これは、投資信託の運用実績について、利益が出ている顧客の割合と損失が出ている顧客の割合とを金融機関ごとに調査したものだ。
分析結果を見れば、調査時点で投資信託の運用が上手くいっている金融機関を見分けることができる。
調査結果によると、2023年3月時点において運用実績がプラスになっている顧客割合は1年前時点と比較して約1割減少しているという。
また、2022年4月から2023年3月末までの1年間について、株式および債券の代表的な指数を検証した結果、株式は上昇している一方で債券の運用結果は下落した。
各金融機関の運用実績について
ここからは、金融機関の規模・業態別に運用実績を紹介していく。
三大都市銀行を含む大手銀行・信託銀行における運用実績は以下グラフの通り。
※引用:金融庁
大手金融機関の中で最も運用実績が良いのはソニー銀行で、2番目はりそな銀行だった。
なお、どちらの金融機関も前回調査時1番・2番だったので、直近では良好な運用実績を維持していると言えるだろう。
一方で、3番目以降はランキングに変動が起きている。3番目の三菱UFJ銀行は前回調査時に6番目だった。4番目のゆうちょ銀行も、前回調査時の8番目からランクアップしている。
ただし、運用実績がプラス推移の顧客割合は、全体的に前回調査時から4%以上の割合で減っている点に要注意だ。
つづいて、各地域銀行の運用実績は以下グラフのようになっている。
※引用:金融庁
地域銀行のトップは島根銀行で、これも前回調査時と同じだ。一方で、前回調査時に2番目だった埼玉りそな銀行が7番目に後退。埼玉りそな銀行は、運用実績プラスの顧客割合を9.5%減らしている。
今回の2番目はきらやか銀行だった。きらやか銀行は2007年に設立された山形県の第二地方銀行だ。
一方で、3番目の静岡銀行は前回調査時に19番目だったので、大幅にランクアップしたことになる。しかし、運用実績プラスの顧客割合はほとんど変わっていない(83%台後半)。
前回・今回とトップを維持している島根銀行も、運用実績プラスの顧客割合を8.5%減らしているので、静岡銀行は運用実績が安定していると言えるだろう。

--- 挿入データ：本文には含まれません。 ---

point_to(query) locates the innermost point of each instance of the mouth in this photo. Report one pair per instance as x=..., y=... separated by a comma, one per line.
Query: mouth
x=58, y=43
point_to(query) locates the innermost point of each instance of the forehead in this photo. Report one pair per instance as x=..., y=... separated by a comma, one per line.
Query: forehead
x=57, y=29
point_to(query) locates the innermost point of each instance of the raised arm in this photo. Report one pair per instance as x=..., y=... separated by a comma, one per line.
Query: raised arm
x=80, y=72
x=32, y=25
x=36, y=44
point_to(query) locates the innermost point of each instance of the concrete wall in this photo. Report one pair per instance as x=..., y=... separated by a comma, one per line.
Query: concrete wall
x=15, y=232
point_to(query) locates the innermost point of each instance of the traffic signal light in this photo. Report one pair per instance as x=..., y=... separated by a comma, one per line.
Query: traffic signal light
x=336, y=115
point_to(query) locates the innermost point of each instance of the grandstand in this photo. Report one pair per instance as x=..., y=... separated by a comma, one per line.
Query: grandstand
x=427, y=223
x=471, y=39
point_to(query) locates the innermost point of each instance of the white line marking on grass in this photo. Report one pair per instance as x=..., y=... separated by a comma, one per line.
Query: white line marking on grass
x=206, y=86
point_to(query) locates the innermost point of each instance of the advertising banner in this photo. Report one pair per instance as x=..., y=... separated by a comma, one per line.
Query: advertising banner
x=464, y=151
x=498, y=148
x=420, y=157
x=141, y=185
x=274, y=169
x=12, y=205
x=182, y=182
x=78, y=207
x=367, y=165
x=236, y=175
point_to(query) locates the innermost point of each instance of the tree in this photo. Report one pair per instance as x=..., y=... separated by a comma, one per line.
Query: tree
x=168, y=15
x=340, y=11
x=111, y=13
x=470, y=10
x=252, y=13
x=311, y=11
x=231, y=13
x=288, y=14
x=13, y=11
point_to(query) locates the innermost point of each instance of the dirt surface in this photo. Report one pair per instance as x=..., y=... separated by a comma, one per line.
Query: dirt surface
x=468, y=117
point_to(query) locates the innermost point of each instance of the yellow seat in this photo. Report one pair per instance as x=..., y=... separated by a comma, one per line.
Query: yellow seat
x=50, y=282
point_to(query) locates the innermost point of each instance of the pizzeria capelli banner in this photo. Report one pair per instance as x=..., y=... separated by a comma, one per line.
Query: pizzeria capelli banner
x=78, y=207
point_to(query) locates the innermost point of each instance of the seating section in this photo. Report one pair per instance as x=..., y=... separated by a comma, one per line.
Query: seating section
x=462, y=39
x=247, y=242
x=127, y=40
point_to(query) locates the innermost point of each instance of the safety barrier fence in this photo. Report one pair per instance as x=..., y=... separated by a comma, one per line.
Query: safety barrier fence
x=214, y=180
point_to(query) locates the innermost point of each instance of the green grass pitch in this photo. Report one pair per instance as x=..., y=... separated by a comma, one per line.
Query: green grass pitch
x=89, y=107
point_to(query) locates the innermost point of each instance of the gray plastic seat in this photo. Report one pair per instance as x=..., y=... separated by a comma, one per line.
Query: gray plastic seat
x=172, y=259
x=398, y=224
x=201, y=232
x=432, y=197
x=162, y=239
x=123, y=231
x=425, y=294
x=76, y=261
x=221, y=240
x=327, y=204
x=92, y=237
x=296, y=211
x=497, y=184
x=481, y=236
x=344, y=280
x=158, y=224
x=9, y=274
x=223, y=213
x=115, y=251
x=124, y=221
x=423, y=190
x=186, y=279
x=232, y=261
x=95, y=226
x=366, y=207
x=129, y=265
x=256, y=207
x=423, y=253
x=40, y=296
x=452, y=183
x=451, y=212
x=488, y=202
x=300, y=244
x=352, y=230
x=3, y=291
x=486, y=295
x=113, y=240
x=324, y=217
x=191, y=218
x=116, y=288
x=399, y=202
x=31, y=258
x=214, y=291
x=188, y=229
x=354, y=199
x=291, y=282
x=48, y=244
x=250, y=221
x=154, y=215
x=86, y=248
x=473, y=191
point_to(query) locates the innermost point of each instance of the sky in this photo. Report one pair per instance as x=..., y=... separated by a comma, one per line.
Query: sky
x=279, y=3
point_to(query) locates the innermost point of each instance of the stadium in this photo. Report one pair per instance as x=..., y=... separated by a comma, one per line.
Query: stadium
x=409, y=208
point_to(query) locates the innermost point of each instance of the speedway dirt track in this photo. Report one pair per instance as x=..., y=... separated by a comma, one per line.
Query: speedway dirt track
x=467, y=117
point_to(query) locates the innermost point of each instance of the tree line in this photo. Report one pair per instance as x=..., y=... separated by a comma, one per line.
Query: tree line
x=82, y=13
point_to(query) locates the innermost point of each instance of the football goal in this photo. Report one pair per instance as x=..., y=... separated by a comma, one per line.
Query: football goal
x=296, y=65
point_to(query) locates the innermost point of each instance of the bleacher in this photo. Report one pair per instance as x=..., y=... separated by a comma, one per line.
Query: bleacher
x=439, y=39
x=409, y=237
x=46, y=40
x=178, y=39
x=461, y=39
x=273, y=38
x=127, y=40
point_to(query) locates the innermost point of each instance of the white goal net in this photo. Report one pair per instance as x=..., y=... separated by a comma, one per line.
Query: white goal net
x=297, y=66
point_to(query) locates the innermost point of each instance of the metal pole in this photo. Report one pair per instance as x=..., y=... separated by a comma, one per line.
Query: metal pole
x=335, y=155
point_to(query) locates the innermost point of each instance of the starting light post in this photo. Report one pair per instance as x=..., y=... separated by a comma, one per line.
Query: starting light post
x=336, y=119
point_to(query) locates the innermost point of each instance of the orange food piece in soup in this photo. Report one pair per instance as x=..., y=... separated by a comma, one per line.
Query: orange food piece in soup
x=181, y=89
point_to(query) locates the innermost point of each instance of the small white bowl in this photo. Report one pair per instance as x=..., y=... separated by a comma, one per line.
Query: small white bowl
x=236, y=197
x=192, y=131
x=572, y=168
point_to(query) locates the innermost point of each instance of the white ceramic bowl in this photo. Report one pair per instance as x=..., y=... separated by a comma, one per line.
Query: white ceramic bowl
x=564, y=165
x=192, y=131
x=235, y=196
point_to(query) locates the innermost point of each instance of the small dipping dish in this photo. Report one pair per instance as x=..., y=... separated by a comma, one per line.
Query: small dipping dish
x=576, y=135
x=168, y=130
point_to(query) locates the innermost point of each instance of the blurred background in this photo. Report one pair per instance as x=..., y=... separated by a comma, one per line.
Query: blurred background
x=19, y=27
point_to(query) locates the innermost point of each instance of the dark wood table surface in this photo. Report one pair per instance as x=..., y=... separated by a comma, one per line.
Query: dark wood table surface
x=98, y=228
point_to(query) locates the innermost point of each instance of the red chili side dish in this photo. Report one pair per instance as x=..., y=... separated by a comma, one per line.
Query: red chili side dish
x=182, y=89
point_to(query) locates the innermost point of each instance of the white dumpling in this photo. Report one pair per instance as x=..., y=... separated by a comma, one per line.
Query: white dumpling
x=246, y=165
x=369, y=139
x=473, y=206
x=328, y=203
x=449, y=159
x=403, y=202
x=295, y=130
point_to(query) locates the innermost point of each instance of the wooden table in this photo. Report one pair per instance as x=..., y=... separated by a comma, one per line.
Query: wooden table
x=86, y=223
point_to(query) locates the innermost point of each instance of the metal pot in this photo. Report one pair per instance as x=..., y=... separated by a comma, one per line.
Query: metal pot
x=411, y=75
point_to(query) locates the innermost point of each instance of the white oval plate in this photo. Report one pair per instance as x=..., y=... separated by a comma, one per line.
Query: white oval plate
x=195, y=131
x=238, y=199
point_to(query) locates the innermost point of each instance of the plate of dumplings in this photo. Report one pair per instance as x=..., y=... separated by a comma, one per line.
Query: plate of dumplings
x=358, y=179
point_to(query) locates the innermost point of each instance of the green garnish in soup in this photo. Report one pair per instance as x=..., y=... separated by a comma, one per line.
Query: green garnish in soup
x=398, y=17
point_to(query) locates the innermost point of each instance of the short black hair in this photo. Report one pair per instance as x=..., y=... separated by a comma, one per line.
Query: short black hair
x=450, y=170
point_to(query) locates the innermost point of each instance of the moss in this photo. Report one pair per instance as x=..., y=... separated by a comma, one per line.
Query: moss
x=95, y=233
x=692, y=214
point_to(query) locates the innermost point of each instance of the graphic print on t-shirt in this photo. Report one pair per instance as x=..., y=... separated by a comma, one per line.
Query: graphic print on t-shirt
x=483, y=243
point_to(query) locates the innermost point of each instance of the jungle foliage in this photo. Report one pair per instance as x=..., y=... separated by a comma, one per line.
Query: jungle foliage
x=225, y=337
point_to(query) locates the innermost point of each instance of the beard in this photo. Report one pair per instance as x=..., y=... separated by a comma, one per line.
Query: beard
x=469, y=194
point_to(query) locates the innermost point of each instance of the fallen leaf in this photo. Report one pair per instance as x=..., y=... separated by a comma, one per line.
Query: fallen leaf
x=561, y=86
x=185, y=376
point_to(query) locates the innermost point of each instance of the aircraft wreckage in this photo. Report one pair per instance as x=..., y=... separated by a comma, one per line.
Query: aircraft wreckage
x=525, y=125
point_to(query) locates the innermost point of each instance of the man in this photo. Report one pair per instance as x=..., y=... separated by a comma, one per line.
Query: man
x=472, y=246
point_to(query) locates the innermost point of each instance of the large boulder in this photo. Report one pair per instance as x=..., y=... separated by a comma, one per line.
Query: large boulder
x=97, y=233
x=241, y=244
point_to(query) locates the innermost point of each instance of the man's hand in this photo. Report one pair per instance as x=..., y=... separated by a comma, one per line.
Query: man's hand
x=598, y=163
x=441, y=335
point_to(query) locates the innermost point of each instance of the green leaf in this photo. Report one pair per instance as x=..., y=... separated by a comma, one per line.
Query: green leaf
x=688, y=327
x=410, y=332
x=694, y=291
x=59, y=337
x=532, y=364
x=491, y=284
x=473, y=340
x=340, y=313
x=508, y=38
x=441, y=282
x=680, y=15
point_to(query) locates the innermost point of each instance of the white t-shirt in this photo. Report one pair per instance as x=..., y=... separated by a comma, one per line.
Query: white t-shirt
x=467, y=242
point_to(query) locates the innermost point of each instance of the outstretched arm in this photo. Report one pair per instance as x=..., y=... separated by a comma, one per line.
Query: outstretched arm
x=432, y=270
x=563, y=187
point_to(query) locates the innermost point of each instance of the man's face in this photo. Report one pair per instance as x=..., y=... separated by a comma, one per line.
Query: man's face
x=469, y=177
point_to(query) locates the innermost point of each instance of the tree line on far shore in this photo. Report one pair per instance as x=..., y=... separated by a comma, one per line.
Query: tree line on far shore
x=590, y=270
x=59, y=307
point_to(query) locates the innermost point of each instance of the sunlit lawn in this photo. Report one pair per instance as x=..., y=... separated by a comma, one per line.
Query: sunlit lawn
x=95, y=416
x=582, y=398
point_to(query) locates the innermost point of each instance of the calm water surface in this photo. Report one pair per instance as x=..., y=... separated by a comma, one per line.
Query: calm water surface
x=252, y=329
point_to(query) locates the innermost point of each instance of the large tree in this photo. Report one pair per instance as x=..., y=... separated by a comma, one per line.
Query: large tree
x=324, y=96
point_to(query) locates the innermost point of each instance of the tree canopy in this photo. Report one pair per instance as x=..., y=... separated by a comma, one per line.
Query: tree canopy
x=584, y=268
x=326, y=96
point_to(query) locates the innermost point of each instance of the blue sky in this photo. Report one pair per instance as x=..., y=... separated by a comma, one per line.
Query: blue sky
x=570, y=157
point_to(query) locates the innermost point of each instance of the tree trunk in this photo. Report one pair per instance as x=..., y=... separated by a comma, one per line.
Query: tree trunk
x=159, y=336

なお、地域銀行の全体的な傾向も、都市銀行等と同じく運用実績プラスの顧客割合が減っている。
つづいて、各信用金庫・労働金庫等の運用実績は以下グラフのようになっている。
※引用:金融庁
このカテゴリのトップは新潟県労働金庫だった。新潟県労働金庫は前回調査時に4番目だったので、3位ランクアップしたことになる。
ただ、新潟県労働金庫は運用実績プラスの顧客割合を3%低下させた。また、2番目の長野県労働金庫も前回調査時から割合を0.7%低下させている。
調査対象の数が大きく違うので純粋な比較はできないが、地域銀行と信用金庫・労働金庫全体を比較すると、信用金庫・労働金庫の方が、全業態平均を上回る金融機関が多い。
地銀や信用金庫等は、不動産投資の融資元として活用する投資家も多いことだろう。二次運用先として投資信託を検討するのであれば、信用金庫等の方が良い運用先となる可能性は高い。
最後に、証券会社別の運用実績は以下グラフの通りとなっている。
※引用:金融庁
証券会社のカテゴリでは、最もパフォーマンスが良いのは野村證券だった。野村證券は前回調査時に4番目だったので、3ランクアップしたことになる。
一方で、2番手の楽天証券は前回調査と同じ。3番目のフィデリティ証券は、前回調査時に9番目だった。
証券会社も、前回との比較では全体的に低調な調査結果となった。
どのカテゴリにも言えることだが、全体的にパフォーマンスが低下する中で、低下幅が小さかった会社が上位に入っている状況だ。
今回調査で上位に入っている金融機関は、比較的安定感が高いと言えるだろう。
金融庁の調査資料と言うことで信憑性は高いと考えられるため、投資信託の購入を検討するならば、このような資料を参考にしてみても良いのではないだろうか。